Editorial, February 2004

Oulton Park would make a lovely upmarket private housing estate: a select few seven-figure houses dotted around a swathe of prestigious rolling Cheshire parkland, its lake filled with trout (not Jaguar MkIIs!) and perhaps a new golf course, complete with a tricky approach to a small green sited on the inside of the old Esso/Shell Corner.

There’s more. Can you imagine a smaller such development at beautiful Cadwell Park, a busy-busy one full of starter homes at Brands Hatch (it even sounds like an estate) and one of those ungodly retail parks at Snetterton (situated just off the A11)? I can. And it could so easily have happened.

But today we know that these pillars of British motorsport are in safe hands.

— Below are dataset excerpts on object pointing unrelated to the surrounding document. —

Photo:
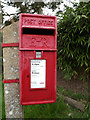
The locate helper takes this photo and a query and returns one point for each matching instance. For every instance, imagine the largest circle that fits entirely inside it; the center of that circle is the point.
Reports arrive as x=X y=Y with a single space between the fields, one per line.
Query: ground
x=76 y=85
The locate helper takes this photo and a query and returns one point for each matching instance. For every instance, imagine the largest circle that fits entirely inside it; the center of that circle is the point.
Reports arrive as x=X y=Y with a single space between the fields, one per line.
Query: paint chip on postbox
x=37 y=59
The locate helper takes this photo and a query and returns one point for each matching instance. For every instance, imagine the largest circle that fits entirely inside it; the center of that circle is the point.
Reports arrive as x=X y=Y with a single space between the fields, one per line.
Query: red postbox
x=37 y=58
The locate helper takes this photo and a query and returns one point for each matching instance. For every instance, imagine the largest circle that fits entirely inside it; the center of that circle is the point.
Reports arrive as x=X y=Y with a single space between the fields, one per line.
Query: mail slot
x=37 y=58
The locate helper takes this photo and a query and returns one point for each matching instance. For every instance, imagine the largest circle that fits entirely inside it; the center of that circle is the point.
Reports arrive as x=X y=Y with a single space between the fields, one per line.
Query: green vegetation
x=59 y=109
x=74 y=41
x=76 y=96
x=0 y=99
x=2 y=103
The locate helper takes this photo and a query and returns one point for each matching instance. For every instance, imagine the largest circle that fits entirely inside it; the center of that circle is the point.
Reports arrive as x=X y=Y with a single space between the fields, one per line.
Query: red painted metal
x=10 y=45
x=11 y=81
x=37 y=33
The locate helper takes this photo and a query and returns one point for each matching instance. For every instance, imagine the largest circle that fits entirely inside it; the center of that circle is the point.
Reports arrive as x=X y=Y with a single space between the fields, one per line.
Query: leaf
x=85 y=16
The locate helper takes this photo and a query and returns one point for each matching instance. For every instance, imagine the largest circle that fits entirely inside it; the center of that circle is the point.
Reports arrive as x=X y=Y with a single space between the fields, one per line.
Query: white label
x=38 y=73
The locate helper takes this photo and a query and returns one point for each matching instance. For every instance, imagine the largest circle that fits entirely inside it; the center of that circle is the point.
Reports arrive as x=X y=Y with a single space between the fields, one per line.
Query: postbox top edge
x=37 y=15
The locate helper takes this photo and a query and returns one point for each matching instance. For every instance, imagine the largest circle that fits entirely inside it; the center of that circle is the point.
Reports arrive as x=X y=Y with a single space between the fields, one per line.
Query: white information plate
x=38 y=73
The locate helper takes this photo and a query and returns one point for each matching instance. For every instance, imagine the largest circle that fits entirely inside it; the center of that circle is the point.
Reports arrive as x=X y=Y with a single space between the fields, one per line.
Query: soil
x=76 y=85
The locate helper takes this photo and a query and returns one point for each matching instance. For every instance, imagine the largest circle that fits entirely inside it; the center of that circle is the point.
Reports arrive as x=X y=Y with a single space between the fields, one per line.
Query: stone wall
x=13 y=108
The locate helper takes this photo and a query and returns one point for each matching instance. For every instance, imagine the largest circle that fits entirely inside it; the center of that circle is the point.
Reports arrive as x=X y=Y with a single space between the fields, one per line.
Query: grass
x=59 y=109
x=76 y=96
x=52 y=110
x=0 y=99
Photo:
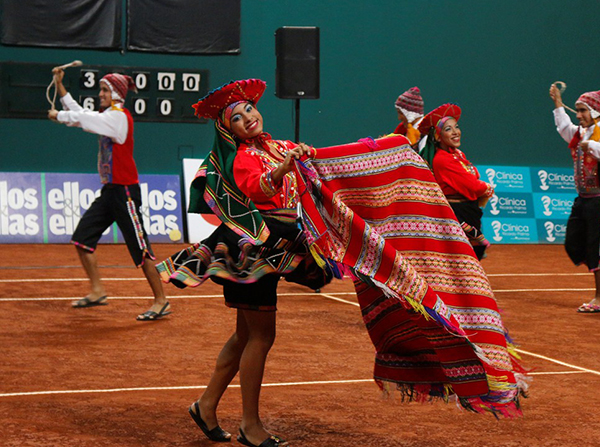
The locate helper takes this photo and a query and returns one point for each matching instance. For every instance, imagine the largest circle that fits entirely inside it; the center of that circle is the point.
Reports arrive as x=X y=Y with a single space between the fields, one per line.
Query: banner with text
x=529 y=205
x=46 y=207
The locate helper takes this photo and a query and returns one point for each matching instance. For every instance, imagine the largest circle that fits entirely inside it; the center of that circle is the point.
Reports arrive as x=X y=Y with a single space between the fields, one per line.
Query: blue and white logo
x=507 y=178
x=546 y=202
x=493 y=204
x=553 y=231
x=497 y=227
x=543 y=176
x=504 y=204
x=553 y=179
x=552 y=205
x=510 y=230
x=491 y=174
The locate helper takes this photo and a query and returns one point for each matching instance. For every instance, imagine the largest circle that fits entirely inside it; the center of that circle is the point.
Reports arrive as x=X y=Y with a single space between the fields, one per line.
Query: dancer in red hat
x=369 y=209
x=410 y=109
x=582 y=241
x=120 y=199
x=456 y=175
x=247 y=181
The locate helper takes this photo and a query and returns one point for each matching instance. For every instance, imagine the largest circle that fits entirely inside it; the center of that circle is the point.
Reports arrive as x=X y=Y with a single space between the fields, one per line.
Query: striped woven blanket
x=374 y=209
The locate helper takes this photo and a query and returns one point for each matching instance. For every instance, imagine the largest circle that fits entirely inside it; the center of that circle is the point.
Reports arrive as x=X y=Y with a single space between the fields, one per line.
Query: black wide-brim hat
x=245 y=90
x=432 y=118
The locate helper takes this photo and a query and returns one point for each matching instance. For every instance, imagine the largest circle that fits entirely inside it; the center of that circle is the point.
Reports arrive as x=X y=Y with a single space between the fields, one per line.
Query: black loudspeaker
x=297 y=51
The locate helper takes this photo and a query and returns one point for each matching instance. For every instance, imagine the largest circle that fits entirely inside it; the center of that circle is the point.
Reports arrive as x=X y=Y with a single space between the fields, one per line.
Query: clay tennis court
x=97 y=377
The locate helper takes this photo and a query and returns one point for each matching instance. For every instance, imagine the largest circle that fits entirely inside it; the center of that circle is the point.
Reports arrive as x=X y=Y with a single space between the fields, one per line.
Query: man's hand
x=556 y=96
x=59 y=74
x=52 y=115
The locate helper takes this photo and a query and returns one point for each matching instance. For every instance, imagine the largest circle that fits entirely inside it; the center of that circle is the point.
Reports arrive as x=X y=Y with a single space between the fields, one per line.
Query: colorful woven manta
x=374 y=209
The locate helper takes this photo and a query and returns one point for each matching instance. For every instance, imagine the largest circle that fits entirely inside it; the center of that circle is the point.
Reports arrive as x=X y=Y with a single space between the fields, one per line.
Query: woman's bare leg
x=261 y=335
x=228 y=365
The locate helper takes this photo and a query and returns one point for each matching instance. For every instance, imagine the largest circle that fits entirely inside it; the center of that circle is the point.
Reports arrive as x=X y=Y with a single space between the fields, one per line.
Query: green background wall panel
x=495 y=59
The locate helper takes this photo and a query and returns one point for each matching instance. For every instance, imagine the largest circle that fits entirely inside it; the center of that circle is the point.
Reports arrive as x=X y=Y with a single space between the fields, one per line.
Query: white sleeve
x=111 y=123
x=422 y=143
x=564 y=126
x=69 y=103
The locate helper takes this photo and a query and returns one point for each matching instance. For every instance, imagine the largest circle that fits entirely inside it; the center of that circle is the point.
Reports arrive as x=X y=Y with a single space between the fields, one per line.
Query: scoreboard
x=164 y=94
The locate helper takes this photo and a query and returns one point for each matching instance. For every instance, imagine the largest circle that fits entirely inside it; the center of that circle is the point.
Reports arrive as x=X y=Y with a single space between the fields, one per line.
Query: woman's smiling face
x=246 y=121
x=450 y=135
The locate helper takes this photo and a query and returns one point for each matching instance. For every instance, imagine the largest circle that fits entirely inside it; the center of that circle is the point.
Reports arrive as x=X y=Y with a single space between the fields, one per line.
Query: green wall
x=495 y=59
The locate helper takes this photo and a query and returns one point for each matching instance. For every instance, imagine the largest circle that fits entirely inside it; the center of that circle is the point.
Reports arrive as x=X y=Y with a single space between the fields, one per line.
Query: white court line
x=542 y=290
x=539 y=274
x=68 y=279
x=170 y=297
x=144 y=279
x=168 y=388
x=331 y=297
x=558 y=362
x=578 y=368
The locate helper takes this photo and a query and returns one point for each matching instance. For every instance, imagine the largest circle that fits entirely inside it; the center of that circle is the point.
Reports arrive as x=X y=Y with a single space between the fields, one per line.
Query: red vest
x=115 y=161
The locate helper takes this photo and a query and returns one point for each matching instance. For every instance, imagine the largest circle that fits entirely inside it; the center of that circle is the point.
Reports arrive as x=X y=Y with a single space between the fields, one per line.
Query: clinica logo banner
x=504 y=204
x=552 y=180
x=506 y=178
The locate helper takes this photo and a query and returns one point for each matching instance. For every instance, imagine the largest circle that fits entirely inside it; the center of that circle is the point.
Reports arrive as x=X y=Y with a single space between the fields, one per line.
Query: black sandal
x=217 y=434
x=272 y=441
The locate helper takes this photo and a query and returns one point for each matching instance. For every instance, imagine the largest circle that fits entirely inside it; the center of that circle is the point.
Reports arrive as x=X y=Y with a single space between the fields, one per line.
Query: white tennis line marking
x=558 y=362
x=542 y=290
x=334 y=298
x=539 y=274
x=170 y=297
x=144 y=279
x=167 y=388
x=68 y=279
x=578 y=368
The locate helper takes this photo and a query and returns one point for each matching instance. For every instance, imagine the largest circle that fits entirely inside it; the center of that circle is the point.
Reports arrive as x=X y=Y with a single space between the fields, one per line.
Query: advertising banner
x=505 y=204
x=529 y=205
x=46 y=207
x=510 y=231
x=552 y=180
x=506 y=178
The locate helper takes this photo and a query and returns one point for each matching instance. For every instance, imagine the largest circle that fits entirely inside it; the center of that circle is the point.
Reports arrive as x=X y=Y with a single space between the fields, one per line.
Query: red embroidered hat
x=246 y=90
x=119 y=85
x=411 y=103
x=433 y=118
x=592 y=100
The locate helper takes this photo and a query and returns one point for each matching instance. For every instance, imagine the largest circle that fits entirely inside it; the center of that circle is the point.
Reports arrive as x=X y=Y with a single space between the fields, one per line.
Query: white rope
x=562 y=86
x=53 y=83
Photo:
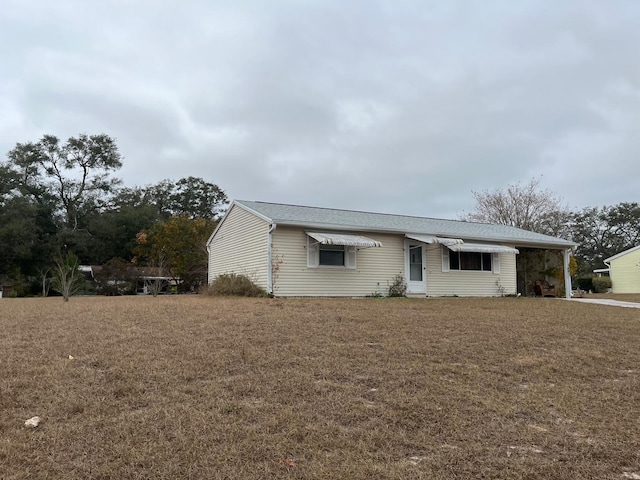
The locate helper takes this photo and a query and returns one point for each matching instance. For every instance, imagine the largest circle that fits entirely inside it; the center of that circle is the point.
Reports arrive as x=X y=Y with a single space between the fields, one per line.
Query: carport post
x=567 y=276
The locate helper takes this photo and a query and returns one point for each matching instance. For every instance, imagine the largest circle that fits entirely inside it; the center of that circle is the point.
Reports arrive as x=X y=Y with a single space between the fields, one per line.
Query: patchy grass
x=206 y=387
x=623 y=297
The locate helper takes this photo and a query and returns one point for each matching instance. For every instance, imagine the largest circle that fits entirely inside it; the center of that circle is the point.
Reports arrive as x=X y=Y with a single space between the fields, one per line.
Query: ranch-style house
x=299 y=251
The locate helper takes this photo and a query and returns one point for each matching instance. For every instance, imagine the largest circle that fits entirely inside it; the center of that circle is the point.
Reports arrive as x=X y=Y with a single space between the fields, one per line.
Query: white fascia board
x=621 y=254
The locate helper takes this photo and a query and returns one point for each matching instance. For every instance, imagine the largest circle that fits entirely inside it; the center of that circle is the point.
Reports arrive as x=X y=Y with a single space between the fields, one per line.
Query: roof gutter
x=394 y=231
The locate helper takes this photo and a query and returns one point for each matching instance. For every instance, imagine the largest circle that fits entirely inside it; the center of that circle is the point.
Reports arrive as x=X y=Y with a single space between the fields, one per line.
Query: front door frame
x=415 y=286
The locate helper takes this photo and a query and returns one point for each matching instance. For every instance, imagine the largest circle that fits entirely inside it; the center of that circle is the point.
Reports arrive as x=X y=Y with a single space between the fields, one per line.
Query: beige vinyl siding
x=375 y=267
x=240 y=246
x=468 y=283
x=625 y=273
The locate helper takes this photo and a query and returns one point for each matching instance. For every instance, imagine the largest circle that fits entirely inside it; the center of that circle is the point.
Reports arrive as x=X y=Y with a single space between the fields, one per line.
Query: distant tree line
x=601 y=232
x=58 y=197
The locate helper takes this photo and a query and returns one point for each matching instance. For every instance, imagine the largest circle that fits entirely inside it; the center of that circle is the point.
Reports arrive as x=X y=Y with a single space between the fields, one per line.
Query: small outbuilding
x=624 y=270
x=299 y=251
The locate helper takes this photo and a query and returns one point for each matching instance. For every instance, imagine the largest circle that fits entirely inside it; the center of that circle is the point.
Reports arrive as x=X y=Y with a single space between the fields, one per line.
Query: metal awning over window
x=482 y=248
x=343 y=239
x=434 y=239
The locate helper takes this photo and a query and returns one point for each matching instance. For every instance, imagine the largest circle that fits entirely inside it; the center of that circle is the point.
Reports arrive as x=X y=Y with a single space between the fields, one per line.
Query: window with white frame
x=470 y=261
x=320 y=255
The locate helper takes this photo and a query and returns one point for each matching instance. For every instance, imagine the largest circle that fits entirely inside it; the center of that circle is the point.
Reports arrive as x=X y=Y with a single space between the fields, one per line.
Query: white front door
x=415 y=269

Dr Jonathan Palmer was pretty tasty behind the wheel in his time — F3 and F2 champion, 89 grands prix starts and a brace of world sportscar victories — but he seems even more accomplished behind a desk. Since his post as resident expert alongside Murray Walker ended when BBC’s Grand Prix reign did, he has set his mind to a variety of motorsport projects. He approaches familiar topics — junior formulae, corporate track days, driver management — and then gives them an unexpected tweak: boost buttons and centralised car preparation (Formula Palmer Audi), a huge track complex at Bedford Aerodrome, and selling shares in Justin Wilson’s F1 future. He can be a little overwhelming face to face, but he has interesting ideas, puts his (and others’) money where his mouth is and has the chutzpah to make them happen.

And now, with the help of two businessmen/enthusiasts, John Britten and Peter Ogden, Palmer has pulled off the ‘big one’: an estimated £30 million deal to buy these four famous British tracks.

There’s nothing to say that these new owners — MotorSport (a very good title!) Vision Limited — might not want to sell these assets at some time in the future, and that is their prerogative. But it’s surely good news that the tracks have been purchased by people who understand the sport at a national level and are clearly confident of its future.

So it’s still pits and not clubhouse, still drive and not drive, at Oulton Park. That difficult dogleg par five over water will just have to wait. Doctor’s orders!